Investigating U-NETS With Various Intermediate Blocks For Spectrogram-based Singing Voice Separation
A Pytorch Implementation of the paper "Investigating U-NETS With Various Intermediate Blocks For Spectrogram-based Singing Voice Separation (ISMIR 2020)"
- This model was originally proposed for Singing Voice Separation.
- but it turns out that this model also performs well for other musical instruments (drums, bass, other)

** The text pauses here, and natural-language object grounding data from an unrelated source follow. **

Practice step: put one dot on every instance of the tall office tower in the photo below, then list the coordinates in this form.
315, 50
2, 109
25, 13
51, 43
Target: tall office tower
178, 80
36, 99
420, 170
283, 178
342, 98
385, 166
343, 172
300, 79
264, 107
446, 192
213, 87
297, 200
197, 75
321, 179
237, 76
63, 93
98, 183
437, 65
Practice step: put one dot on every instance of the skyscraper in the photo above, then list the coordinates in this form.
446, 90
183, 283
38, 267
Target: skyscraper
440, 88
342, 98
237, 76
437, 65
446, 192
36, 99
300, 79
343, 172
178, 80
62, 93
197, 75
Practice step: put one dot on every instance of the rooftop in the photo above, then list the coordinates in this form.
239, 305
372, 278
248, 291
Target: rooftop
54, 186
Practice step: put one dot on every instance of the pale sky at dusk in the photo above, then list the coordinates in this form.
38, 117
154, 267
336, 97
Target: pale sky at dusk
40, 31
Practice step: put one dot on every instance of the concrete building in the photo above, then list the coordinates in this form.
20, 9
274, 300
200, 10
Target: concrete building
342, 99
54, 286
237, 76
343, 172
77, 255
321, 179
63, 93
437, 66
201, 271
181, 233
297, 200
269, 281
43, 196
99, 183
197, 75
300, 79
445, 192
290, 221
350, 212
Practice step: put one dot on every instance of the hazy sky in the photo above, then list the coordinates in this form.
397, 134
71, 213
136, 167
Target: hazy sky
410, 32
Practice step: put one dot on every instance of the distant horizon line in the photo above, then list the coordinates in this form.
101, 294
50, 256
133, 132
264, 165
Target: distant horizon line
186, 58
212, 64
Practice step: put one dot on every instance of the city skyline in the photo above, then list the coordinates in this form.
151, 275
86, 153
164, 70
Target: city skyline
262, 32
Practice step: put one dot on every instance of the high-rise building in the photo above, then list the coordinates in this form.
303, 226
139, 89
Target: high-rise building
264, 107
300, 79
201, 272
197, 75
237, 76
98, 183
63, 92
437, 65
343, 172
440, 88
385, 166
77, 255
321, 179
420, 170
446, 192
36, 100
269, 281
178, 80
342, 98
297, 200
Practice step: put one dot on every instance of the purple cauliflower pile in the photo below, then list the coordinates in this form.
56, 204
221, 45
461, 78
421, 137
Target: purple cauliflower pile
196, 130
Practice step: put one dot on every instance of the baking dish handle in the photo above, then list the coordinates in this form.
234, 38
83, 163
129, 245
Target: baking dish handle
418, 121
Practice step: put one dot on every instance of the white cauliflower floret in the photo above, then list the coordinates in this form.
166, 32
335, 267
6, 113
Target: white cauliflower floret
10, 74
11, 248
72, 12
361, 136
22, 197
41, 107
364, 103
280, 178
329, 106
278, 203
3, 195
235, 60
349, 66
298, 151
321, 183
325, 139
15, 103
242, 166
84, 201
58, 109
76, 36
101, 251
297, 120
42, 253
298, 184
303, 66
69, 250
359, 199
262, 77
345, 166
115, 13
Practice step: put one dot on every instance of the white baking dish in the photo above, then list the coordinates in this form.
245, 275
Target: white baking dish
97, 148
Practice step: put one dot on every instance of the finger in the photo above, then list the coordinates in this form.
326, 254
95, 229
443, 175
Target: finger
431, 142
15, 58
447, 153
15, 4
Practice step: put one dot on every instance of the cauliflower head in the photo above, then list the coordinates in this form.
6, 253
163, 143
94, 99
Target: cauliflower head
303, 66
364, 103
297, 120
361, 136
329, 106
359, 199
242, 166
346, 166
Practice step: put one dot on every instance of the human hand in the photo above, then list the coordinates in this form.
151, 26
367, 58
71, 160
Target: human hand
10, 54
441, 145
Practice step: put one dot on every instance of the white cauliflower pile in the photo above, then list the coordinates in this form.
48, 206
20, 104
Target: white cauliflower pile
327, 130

- More information: please see page 53 of the following dissertation
- Choi, Woosung, Deep Learning-based Latent Source Analysis for Source-aware Audio Manipulation. PhD Dissertation. Korea University, 2021.
conda install pytorch=1.6 cudatoolkit=10.2 -c pytorch
conda install -c conda-forge ffmpeg librosa
conda install -c anaconda jupyter
pip install musdb museval pytorch_lightning effortless_config wandb pydub nltk spacy
- Download Musdb18
- Unzip files
- We recommend you to use the wav file mode for the fast data preparation.
- please see the musdb instruction for the wave file mode.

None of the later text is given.